2016 yılının Ağustos ayında IŞİD, bir ay önce duyurduğu gibi Türkiye’de Türkçe olarak çıkardığı ve dağıttığı Konstantiyye adlı dergide hem Serter Taş’ın fotoğrafını yayınladı, hem de askerin sözlerine yer verdi. Taş, röportajda Cumhurbaşkanı Erdoğan’a seslenerek, “Sayın Recep Tayip Erdoğan; sen rahat yerde oturuyorsun, eşin, oğlun ve kızın yanında. Niye bana sahip çıkmıyorsun?” ifadelerini kullandı.
“Sayın Recep Tayip Erdoğan, kardeşim ve babam evi geçindirmek için çalıştılar. Bu benim zoruma gitti. Çünkü benden bir yaş küçük kardeşim çalışıyordu. Sakat kardeşime bakmak için okulumu bıraktım, askere gelinceye kadar çalıştım, hayvanlara baktım, Ankara’da da çalıştım. Çok sırtım kırıldı. Bir ara sınırda nöbetçiyken karakola gittim ve evimi aradım. Annemle konuştum, anacığım, sevdiğim kız köye geldi mi, dedim? Anacığım, sen de dedin ki sadece bir gün geldi. Teyze kızımı çok sevdiğim için karakolda ağlıyordum. Bu yazıyı yazarken de ağlıyorum elim titriyor ve zannediyorum ki; anacağım, babacığım, kardeşlerim, ailem ve sevdiğim kız hep yanımdasınız. Ve hep bunu düşünerek ağlıyorum. Niye ben bu hale geldim. Türkiye’ye asker olduğum için mi? Türkiye’m neden bana sahip çıkmıyor?
Sayın Recep Tayip Erdoğan; sen rahat yerde oturuyorsun, çayın, yemeğin, suyun yanında. Eşin, oğlun ve kızın yanında. Niye ben ailemin yanında değilim. Niye bana sahip çıkmıyorsun? Ben sana ne yaptım? Arkadaşım boğazından vuruldu, ben de ayağımdan vuruldum. Türkiye için askere geldim. Gece gündüz yatmadan nöbet tuttum. Sen sıkı korunuyorsun sana kurşun gelmesin diye. Sana gelen kurşun hemen bir ananın evladını vuruyor. Niye ben vuruldum biliyor musun başbakanım? Türkiye’ye kaçak mal geçmesin diye. Sen de bana sahip çıkmıyorsun. Şimdi düşünüyor musun? Anam, babam sana ne diyecek biliyor musun? Neden evladımızı kurtarmadın, dediklerinde sen ne diyeceksin? Senin evladın şerefsiz miydi diyeceksin. Senin evladın Türk değil de Kürt olduğu için mi kurtarmadım, diyeceksin. İlk esir olduğum gün dayak yedim. Ailem için direndim ve hala direniyorum. Her gün ağlıyorum ailem yok diye, niye kurtarmıyorsun?”
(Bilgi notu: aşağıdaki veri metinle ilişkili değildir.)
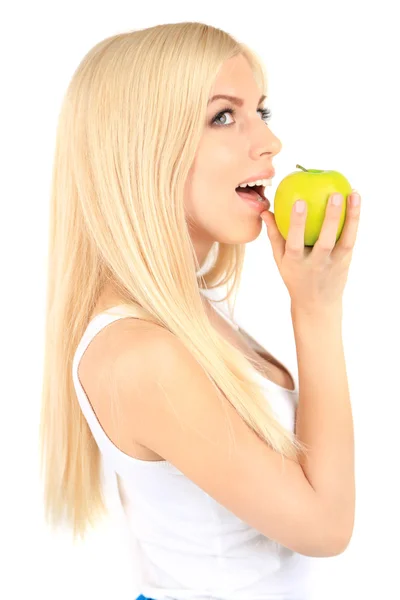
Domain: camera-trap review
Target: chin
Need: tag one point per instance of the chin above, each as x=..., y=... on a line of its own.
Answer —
x=247, y=231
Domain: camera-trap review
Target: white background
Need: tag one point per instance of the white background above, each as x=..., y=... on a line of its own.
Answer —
x=334, y=95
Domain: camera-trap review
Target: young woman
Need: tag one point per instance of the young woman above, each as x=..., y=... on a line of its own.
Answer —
x=230, y=475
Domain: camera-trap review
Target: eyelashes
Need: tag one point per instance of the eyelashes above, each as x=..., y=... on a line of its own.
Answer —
x=265, y=113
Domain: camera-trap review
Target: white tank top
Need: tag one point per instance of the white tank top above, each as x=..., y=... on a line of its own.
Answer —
x=187, y=546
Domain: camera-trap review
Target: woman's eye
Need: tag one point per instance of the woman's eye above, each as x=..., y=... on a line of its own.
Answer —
x=265, y=112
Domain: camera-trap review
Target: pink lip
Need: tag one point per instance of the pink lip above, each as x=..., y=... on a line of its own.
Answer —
x=264, y=175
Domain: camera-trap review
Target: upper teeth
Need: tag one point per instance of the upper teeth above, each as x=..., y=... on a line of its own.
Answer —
x=263, y=182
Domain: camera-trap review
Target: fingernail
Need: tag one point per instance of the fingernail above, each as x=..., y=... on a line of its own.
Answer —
x=336, y=199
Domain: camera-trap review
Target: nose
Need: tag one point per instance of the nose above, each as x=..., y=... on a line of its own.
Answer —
x=265, y=143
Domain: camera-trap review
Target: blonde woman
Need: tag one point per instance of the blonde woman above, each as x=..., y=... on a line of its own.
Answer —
x=230, y=474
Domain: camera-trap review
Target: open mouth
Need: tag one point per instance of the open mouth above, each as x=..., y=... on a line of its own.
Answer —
x=253, y=191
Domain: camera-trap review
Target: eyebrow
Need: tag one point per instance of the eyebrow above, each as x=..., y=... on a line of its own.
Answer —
x=234, y=99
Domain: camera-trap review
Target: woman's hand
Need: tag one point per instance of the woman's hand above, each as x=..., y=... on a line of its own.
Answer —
x=315, y=276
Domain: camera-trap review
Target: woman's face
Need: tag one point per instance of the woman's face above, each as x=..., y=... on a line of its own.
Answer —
x=233, y=149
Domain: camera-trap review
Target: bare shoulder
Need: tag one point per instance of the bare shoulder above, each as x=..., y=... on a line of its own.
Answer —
x=97, y=372
x=171, y=407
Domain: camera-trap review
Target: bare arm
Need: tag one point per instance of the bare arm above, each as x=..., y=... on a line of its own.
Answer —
x=324, y=417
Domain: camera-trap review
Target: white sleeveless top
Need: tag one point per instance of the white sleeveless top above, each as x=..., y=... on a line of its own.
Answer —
x=186, y=545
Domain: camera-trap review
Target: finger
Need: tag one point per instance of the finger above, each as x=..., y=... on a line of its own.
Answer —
x=294, y=247
x=327, y=237
x=276, y=239
x=348, y=236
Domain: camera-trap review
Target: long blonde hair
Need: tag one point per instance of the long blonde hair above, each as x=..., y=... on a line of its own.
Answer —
x=129, y=127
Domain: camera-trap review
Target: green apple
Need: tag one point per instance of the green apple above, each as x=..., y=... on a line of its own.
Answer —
x=315, y=187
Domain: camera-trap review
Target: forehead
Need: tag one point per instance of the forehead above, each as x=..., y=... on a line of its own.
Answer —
x=236, y=79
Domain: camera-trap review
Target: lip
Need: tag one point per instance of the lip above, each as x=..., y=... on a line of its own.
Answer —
x=264, y=175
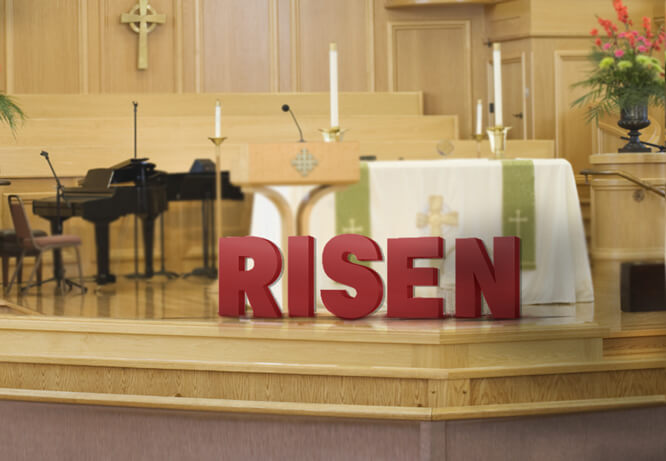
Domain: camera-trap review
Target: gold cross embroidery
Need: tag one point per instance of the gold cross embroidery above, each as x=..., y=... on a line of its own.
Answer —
x=352, y=228
x=147, y=19
x=517, y=220
x=435, y=218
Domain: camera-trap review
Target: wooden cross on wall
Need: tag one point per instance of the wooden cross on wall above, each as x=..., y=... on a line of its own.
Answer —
x=142, y=19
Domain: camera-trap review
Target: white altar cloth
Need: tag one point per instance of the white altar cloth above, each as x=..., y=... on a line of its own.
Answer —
x=399, y=190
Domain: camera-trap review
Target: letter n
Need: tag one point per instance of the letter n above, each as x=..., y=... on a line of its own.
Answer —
x=475, y=274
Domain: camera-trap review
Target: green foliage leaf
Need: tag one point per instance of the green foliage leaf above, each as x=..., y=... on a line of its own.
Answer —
x=10, y=113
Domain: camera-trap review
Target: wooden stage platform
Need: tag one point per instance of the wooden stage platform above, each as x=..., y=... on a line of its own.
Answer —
x=149, y=369
x=161, y=344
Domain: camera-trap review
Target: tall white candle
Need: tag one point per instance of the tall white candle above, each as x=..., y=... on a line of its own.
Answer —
x=333, y=71
x=479, y=116
x=497, y=83
x=218, y=119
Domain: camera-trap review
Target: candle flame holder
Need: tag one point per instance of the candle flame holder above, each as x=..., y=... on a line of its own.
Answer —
x=333, y=134
x=497, y=137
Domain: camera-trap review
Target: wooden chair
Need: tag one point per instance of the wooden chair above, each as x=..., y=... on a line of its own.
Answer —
x=9, y=248
x=29, y=242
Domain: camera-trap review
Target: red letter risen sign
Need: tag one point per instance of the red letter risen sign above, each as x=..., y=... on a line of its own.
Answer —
x=475, y=274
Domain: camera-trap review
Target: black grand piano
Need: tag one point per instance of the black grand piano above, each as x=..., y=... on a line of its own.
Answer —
x=131, y=187
x=199, y=185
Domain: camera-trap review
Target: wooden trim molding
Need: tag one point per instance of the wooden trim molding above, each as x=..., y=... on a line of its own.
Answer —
x=9, y=45
x=295, y=29
x=559, y=57
x=83, y=46
x=198, y=40
x=274, y=45
x=394, y=27
x=178, y=32
x=370, y=47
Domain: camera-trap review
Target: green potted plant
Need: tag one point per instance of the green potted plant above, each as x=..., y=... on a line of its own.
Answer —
x=10, y=113
x=626, y=75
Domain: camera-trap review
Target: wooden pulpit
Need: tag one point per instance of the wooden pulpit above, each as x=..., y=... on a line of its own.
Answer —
x=330, y=166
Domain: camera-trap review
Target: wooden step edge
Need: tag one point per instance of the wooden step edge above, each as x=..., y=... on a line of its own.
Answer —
x=636, y=333
x=332, y=410
x=219, y=405
x=604, y=365
x=545, y=408
x=280, y=330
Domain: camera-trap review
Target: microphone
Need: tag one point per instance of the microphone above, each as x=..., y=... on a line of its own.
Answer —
x=286, y=108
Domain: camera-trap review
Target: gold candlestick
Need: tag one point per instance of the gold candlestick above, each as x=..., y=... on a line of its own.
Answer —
x=333, y=134
x=478, y=137
x=218, y=189
x=497, y=138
BABA FERYAT ETTİ, DEVLET DUYMADI
Bu röportajın yayınlanmasından sonra Sputnik’e konuşan Baba Aydın şöyle feryat etti: “Oğlum 15 aydır IŞİD’in elinde rehin olarak tutuluyor. Biz de basında öğreniyoruz Rakka’da cezaevinde tutulduğunu. Oğlumla ilgili yetkililer bize birşey söylemiyor. Kurtarılıp kurtarılmayacağına ilişkin hiçbir bilgi vermiyorlar. O kadar çağrı yaptık yalvardık ama kimse oğlumuzu kurtaramadı. Oğlum için bugün Ankara’ya geldim, İçişleri Bakanı’yla göüşeceğim. Umarım olumlu bir sonuç çıkar, Bakan Bey bize iyi şeyler söyler. Daha önce HDP Iğdır Milletvekili konuyu meclis gündemine getirdi. Onun dışında şimdiye kadar Meclis’teki partiler herhangi bir girişim yapmadılar.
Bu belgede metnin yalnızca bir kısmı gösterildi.